Monday, April 14, 2008

Dick Gregory Place on the brink of devestation!

The Wagoner Place National Register Historic District is less than a year old, but the real question now is will it survive. Almost half of the single family homes on Dick Gregory Place are not only abandoned, but are in such a severe state of decay that without intervention within the next year or so, they will likely not survive.
1702 Dick Gregory Place
(all photos this post from the Geo St. Louis website)

1702 Dick Gregory Place - rear

The Wagoner Place Historic District was listed on the National Register on December 19, 2007. The district is composed of the 1700-1900 blocks of Dick Gregory Place running north from Martin Luther King, and single block (4600 block) of five streets to the west of Dick Gregory: Aldine, Cote Brilliante, Leduc, the north side of MLK & the south side of North Market. The agenda from the April 2007 Preservation Board meeting where the nomination process began can be found here.

1704 Dick Gregory Place

1704 Dick Gregory Place - rear

The home below doesn't look too bad from the front, or initially from the rear. Then I noticed that the stair visible through the open door is collapsing, indicating that there is more serious damage than is immediately visible from the exterior.
1710 Dick Gregory Place

1710 Dick Gregory Place - rear

In July of last year, two of the buildings on Martin Luther King Dr. were targeted for demolition. The doctor's building at the northwest corner of Dick Gregory and MLK, originally built as a two family house was almost lost as demolition began at the rear of the building without a permit. Luckily a resident reported the work, and it was stopped. The Preservation Board denied the application made by the neighboring church which wanted to demolish the building for parking. The agenda from that meeting item can be found here. The building is now owned by LRA, and the questions remains as to what will happen to it.
4635-37 Dr. Martin Luther King Drive
4635-37 Dr. Martin Luther King Drive -rear

At the same July 2007 meeting of the Preservation Board, the beautiful three story building at the opposite end of the same block at the intersection of MLK and Marcus was listed in a request to demolish 33 buildings scattered through the larger Ville Local City Historic District. The request was made by 4th Ward Alderman Sam Moore. The agenda for this item can be found here.

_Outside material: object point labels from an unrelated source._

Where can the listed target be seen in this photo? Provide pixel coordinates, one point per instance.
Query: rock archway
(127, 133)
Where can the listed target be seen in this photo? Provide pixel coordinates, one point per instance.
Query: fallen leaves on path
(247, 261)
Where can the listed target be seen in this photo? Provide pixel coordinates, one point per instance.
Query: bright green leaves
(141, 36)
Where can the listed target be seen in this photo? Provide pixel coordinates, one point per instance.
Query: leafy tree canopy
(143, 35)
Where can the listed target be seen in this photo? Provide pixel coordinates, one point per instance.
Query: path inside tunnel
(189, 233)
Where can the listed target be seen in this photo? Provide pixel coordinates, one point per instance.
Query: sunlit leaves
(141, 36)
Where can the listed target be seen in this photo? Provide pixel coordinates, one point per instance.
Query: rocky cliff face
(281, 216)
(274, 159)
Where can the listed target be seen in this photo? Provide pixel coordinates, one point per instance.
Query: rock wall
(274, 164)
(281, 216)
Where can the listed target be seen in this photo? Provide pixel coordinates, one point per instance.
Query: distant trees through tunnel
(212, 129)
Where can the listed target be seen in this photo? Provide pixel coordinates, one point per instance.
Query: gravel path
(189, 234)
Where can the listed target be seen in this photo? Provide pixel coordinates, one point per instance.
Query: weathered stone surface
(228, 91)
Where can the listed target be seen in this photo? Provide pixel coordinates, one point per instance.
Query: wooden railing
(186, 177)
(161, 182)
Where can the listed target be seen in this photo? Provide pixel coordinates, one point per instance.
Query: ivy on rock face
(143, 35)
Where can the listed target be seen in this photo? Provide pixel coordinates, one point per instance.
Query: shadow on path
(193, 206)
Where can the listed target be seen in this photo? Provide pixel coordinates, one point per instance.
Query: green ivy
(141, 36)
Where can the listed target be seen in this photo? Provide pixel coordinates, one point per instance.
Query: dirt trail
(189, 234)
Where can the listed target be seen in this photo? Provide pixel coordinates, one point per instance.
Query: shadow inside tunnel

One of the larger buildings in the immediate area, the storefront and apartment building is an extremely important asset to both the local and (then pending) national districts, and rightly so the board ruled against demolition. Several other demolitions were allowed due to the sever condition of some of the buildings. Again the future of this building at MLK and Marcus is in doubt. It is owned by LRA and while it is largely in stable condition, a large portion of the north wall of the third floor is missing, and with the building wide open like this, deterioration will be rapid.
4647 Dr. Martin Luther King Drive
4647 Dr. Martin Luther King Drive - rear

With all of these buildings owned by LRA and a historic district in place, you would think that the City would want to get someone interested in taking these buildings off their hands and renovating them using historic tax credits, right? Yet I checked the RFPs on the City's web site, and there are no RFPs for this district, or in the Ville neighborhood, or in the entire 4th Ward! This is inexcusable! ... and they say the Team 4 plan is fiction??!! ... makes you wonder doesn't it. I hope I am missing something here and that someone is actually looking at putting together a plan to save Wagoner Place... but somehow I doubt it. This is one of those cases where the City needs to step in and spend a little of their demolition pot of $$ doing some desperately needed triage. Doug Duckworth recently posted a nice set of additional photos of Wagoner Place on Flickr which inspired me to do this post.



1 comment:

  1. I keep looking at this and I'm just speechless. I'm of half a mind to take it to one of Gregory's kin that I know well ... can't think of what good would come of it.

    What waste. What poverty. Not of economic poverty of the people living there, or of those who own the buildings, but of the rest of the society that just sits and watches it go without a care.